Cheesy cover, I know… but it’s only the most fascinating thing that I’ve read in months. Rather than compile a long list of restaurants, Danyelle Freeman (who has a fantastic written voice) tackles each country and it’s cooking style. She has a blog called restaurant girl but I recommend the book first. I’ve never learned so much about food cultures in one place. The layout tackles each culture with gusto and inserts millions of facts without causing a dizzying headache. She somehow even makes my mouth water reading about foods that I don’t particularly like, like Mexican (though I did skip over Greek food entirely, because really, who am I kidding?). Did you know that in Mexico there are over 1,000 regional variations of the tamale? And while I’m not a huge proponent of Korean food, did you know that they introduced frozen yogurt to the US by way of chains like Red Mango and Pinkberry? Now that I think of the funky minimalistic interior decor, it makes sense, but before I read this book I always though frozen yogurt was something that Orange County moms made up to save on calories.
What surprised me most about this book was how much I learned about foods that I thought that I had understood! I’ve eaten Chinese food thousands of times in my life and yet I never knew that there were four regional differences, Cantonese, Beijing, Szechuan and Shanghai with four entirely unique flavors. Some have more noodles, some have more rice, some are spicy, some emphasize seafood. It’s amazing that I had never NOT noticed how different Chinese food was!
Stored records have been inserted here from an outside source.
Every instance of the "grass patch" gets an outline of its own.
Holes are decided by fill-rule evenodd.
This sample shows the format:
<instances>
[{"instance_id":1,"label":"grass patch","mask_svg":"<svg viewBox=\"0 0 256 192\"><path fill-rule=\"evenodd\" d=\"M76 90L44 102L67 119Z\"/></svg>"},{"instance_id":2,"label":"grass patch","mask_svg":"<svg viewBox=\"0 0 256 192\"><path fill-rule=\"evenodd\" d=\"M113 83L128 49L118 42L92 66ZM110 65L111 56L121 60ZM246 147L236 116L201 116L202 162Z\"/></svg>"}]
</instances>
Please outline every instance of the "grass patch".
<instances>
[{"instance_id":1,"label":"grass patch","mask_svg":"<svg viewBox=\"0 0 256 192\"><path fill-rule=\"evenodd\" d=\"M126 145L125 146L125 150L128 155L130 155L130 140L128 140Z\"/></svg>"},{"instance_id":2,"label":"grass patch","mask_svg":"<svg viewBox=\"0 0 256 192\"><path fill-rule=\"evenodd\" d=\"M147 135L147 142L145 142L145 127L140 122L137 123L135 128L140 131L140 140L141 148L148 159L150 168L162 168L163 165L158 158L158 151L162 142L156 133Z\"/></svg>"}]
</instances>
Even in Italian food… which I considered myself to be somewhat adventurous in… I was overwhelmed by my lack of knowledge of foods that I eat regularly. There are over 350 types of pasta! And certain types are made for certain sauces. For instance, shells are perfect for “scooping” thicker, meatier sauces while ridge-less pasta is better for thin sauces. And pastas that end in -oni are the larger versions of pasta than end in -ini… that makes sense, right? Also, the Italians named espresso their national drink, not wine!
Finally, my apparent ignorance of Japanese food appalled me. I mean, my local sushi restaurant knows me and my order by heart! I thought I knew my stuff! Did you know that it’s actually considered more appropriate to eat sushi with your hands (my hands lack chopstick abilities) and to dip only the fish in soy sauce… never the rice. If you eat the ginger (I don’t) use it as a cleanser between each bite and not on the roll itself.
It’s pretty simple… if you like eating (of course you do) and you like eating out (I know you do) then you should read this book. Or you can borrow mine! I apologize in advance for all the dog-earing.